While there have been missteps during the prosecution of corrupt political figures in Albany – the Skelos investigation was commenced by Governor Andrew Cuomo’s anticorruption panel, the Moreland Commission, which was created in July 2013 but subsequently disbanded nine months later – the trial and conviction of the Skeloses, and its temporal overlapping with Sheldon Silver’s trial, suggest a strong change in the tides for the United States Attorney’s Office. While drug offenses remain the most frequently prosecuted crimes in the United States federal courts, accounting for 31% of all defendant filings in 2014, there is also a steady decrease in the prosecution of these crimes. Drug offense prosecutions have dropped approximately 14% last year, while immigration offenses, the second most frequently prosecuted crime in federal court, declined by 8%. The Southern District of New York also boasts a shockingly high conviction rate across the board – over 95% of all criminal cases result in a plea of guilty. In light of their conviction rates and the steady decline of the two more frequently prosecuted federal crimes, it is fair to assume that the Southern District not only has the resources to take on Albany corruption, but also plays to win.
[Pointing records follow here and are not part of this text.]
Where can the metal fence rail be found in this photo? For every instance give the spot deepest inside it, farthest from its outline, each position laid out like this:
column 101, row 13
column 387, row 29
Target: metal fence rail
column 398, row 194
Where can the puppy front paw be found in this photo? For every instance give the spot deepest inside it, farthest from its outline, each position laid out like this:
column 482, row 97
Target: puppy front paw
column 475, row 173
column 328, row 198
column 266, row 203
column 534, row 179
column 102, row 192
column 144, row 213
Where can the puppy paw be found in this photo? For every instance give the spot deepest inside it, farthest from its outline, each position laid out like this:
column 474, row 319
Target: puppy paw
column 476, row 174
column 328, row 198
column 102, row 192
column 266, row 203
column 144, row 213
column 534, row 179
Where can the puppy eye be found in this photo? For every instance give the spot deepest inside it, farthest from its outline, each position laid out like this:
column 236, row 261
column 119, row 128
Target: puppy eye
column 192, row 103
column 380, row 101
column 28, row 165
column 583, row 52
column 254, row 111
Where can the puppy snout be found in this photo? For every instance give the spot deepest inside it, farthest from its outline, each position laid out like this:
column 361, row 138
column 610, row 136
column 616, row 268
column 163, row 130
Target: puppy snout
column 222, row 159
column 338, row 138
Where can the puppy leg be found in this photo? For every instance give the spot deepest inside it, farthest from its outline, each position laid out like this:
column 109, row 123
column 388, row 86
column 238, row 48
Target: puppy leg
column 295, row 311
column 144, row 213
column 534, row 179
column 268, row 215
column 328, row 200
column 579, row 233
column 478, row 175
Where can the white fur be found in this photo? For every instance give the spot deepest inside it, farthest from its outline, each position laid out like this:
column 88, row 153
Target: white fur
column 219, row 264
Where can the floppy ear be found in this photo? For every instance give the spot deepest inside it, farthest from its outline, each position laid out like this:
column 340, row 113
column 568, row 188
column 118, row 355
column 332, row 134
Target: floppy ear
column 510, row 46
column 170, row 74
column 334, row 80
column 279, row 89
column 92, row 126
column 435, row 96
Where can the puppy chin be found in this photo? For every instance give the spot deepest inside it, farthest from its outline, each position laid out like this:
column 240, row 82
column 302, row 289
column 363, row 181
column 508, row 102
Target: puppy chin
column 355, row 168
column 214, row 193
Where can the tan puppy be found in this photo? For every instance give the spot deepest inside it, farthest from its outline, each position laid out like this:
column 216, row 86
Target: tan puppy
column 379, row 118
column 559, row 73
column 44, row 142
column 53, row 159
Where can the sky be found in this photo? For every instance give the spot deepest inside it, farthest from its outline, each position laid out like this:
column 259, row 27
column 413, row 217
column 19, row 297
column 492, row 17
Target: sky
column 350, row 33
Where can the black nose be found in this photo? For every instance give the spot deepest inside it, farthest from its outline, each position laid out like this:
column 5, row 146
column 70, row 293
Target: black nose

Just as immigration and drug offenses have been the crux of the Southern District’s prosecution strategy for decades, it seems as though the Skelos and Silver trials are ushering in a new era where political corruption is at the forefront of concern. Hopefully, the Southern District (and by extension, all federal district courts) can use these convictions as encouragement for a task that is well within its powers – in the words of Bharara, to give the people of New York an honest government.